5′-Methylthioadenosine (MTA) is a natural substrate of MTA phosphorylase (MTAP) and is converted to adenine via a salvage pathway for AMP production in normal healthy cells. The lack of MTAP expression in many solid tumors and hematologic malignancies compared to normal healthy cells has been explored in a potential therapeutic strategy to selectively target tumor cells using antimetabolites such as 5-fluorouracil (5-FU) and 6-thioguanine (6-TG) while protecting normal healthy cells with MTA. Herein, a series of carbamate prodrugs, namely the N-(alkyloxy)carbonyl-MTA derivatives 2a-f, was designed, synthesized, and evaluated as potential prodrugs of MTA. All carbamate prodrugs were stable in phosphate buffer, pH 7.4 at 37 °C. In the presence of mouse liver microsomes, the prodrugs were converted to MTA at varying rates with the hexyl and butyl carbamates 2a and 2b most readily activated (t_1/2 of 1.2 and 9.4 h, respectively). The activation was shown to be mediated by carboxyesterases present in mouse liver microsomes.

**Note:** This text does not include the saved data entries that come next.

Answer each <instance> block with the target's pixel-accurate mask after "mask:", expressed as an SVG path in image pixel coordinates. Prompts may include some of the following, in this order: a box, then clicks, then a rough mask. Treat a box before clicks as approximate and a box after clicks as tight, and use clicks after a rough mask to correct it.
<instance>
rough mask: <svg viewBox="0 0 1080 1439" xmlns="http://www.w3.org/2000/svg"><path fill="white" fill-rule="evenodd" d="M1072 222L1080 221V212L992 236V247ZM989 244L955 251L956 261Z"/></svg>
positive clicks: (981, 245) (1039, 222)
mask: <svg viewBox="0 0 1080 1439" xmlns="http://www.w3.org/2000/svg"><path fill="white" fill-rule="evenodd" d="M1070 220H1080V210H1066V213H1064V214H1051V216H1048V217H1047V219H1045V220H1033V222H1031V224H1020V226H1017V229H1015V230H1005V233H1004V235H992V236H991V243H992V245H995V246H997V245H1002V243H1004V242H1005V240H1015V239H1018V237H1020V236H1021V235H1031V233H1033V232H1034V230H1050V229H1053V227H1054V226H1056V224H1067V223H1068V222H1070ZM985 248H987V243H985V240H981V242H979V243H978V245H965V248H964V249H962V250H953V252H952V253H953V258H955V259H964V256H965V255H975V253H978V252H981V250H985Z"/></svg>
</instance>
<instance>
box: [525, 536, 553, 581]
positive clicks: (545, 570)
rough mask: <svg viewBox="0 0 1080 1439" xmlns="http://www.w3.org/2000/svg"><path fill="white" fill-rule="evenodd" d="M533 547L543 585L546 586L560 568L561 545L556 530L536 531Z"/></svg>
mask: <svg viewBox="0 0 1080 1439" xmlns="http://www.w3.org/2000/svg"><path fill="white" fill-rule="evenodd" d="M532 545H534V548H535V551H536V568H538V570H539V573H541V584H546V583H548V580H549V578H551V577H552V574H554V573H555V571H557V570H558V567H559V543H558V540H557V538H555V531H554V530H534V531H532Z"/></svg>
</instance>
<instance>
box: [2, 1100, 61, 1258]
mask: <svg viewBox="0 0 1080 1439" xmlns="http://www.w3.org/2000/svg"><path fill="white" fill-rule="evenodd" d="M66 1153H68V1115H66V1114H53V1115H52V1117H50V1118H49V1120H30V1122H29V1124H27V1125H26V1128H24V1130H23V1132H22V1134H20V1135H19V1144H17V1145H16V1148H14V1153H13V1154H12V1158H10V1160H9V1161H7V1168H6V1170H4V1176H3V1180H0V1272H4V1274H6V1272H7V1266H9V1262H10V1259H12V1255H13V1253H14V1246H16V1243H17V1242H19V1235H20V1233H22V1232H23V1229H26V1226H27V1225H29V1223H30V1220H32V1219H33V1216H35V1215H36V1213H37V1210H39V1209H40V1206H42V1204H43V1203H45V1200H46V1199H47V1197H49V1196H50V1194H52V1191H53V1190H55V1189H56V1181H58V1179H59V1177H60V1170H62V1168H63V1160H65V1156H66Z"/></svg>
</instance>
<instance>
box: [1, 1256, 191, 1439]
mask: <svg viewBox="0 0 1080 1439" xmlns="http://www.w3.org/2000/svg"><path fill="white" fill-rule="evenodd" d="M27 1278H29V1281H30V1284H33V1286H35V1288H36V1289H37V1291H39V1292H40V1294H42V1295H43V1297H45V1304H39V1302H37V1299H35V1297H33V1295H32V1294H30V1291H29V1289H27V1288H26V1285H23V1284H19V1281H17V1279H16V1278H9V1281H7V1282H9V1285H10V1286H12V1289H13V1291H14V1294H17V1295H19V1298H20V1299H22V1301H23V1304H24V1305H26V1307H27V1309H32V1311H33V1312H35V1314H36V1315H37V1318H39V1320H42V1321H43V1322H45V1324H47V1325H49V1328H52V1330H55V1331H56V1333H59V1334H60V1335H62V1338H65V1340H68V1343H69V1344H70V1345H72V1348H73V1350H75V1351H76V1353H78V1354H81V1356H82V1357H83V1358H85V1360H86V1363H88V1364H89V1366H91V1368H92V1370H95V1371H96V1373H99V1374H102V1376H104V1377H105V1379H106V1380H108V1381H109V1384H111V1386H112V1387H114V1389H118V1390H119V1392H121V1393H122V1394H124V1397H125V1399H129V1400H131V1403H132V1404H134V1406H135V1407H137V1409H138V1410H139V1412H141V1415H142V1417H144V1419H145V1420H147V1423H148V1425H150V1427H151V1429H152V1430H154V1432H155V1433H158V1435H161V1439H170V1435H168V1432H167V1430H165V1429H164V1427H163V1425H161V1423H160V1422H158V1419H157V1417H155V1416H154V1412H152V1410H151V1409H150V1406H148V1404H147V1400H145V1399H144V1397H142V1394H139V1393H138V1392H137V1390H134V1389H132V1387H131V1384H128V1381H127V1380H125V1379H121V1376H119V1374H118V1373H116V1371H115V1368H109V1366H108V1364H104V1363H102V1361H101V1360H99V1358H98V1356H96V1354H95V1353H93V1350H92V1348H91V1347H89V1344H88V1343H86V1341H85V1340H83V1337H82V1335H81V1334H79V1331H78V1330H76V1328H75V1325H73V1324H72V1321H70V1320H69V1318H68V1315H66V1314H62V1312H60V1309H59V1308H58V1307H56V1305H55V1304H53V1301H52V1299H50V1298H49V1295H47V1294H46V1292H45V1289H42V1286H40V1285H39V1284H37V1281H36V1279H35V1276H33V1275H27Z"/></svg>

5'-甲硫基腺苷（MTA）是MTA磷酸化酶（MTAP）的天然底物，可通过挽救途径转化为腺嘌呤，以在正常健康细胞中产生AMP。与正常健康细胞相比，在许多实体瘤和血液系统恶性肿瘤中缺乏MTAP表达已被研究为一种潜在的治疗策略，可使用抗代谢物（例如5-氟尿嘧啶（5-FU）和6-硫鸟嘌呤（6-TG）选择性靶向肿瘤细胞），同时使用MTA保护正常的健康细胞。在此，一系列氨基甲酸酯前药，即N-（烷氧基）羰基-MTA衍生物2a-f被设计，合成和评估为MTA的潜在前药。所有氨基甲酸酯前药在37°C的pH 7.4磷酸盐缓冲液中均稳定。在小鼠肝微粒体存在下，前药以不同的速率转化为MTA，氨基甲酸己酯和氨基甲酸丁酯2a和2b最容易活化（分别为t _1/2的1.2和9.4 h）。显示该活化是由小鼠肝微粒体中存在的羧酯酶介导的。